For such a thing it is a little problematic to give the codes here, you can look at them in the original repository, as well as at the end of the article where the links are to full notebooks.
The first thing we can look at is a comparison of new cases by day.
Again we are missing some values where there was no difference so we could fill it.
Now we can plot it all on a graph.
show_gaussian_regression(x, y, params=np.array([100.0, 35.0, 1.0]))
Or shown otherwise
Confidence intervals and model-free estimation
Ok, last thing for today, the security interval and the model-free assessment. We won’t go into the statistics behind all this, it deserves a special post, but as it was part of the original article we will touch on that.
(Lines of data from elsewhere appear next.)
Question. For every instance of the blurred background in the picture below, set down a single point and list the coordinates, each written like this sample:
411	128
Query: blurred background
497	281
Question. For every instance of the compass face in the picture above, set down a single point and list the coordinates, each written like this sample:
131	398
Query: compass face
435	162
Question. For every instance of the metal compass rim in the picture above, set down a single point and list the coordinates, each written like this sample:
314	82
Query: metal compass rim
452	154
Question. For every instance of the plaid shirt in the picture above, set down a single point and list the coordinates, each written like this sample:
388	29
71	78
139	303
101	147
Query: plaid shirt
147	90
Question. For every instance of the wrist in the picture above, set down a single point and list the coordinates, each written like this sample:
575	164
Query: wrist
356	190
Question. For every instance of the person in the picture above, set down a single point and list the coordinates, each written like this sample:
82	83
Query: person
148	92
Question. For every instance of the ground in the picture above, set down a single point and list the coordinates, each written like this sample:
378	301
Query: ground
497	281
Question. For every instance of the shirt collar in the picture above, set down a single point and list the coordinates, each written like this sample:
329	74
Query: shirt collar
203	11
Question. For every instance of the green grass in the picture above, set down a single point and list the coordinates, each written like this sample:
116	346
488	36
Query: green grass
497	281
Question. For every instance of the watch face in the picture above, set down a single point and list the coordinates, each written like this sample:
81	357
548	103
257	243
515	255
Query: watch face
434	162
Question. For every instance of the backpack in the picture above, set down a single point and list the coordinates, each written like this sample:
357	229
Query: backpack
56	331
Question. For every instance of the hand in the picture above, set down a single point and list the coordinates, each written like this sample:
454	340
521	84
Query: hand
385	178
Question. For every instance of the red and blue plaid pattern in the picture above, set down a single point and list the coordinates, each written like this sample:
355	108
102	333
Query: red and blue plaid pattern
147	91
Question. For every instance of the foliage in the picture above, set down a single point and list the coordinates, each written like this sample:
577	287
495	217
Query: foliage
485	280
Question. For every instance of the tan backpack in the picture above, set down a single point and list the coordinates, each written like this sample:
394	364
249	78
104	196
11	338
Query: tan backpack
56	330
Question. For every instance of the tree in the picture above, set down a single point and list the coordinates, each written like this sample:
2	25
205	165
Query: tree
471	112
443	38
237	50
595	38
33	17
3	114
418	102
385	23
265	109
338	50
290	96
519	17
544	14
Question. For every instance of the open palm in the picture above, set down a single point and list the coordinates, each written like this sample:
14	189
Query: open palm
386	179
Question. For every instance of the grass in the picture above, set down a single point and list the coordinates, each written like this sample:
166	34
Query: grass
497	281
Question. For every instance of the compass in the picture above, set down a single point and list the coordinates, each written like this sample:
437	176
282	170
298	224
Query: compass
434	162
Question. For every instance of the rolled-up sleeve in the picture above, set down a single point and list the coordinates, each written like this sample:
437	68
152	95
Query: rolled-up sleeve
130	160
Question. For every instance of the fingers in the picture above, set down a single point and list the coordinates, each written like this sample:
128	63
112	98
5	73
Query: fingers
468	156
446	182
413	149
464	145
WARNING! There is really little data and such an estimate is incorrect!
As with the graphs above, I will not be adding codes here because they are long and cumbersome, but you know where to download them.
All this together would not be at all useful if you could not refresh the data.
To do this, return to the Enviroment tab, and run the terminal on the covid-analysis environment (► and the Open terminal).
You must enter the COVID-19 folder:
And refresh the data:
You can then reopen the Jupyter notebook and refresh it all through the menu: Kernel -> Restart and Run All
I leave you two more things to do, HTML versions of the notebook, for some future or more detailed testing so you can easily copy features.
This was a long tutorial, both for you to do, and for us to produce.
I hope you had fun and learned something. This example is current because we are all quarantined at home. And it was made with very little data for Croatia. As always, more data means more accuracy.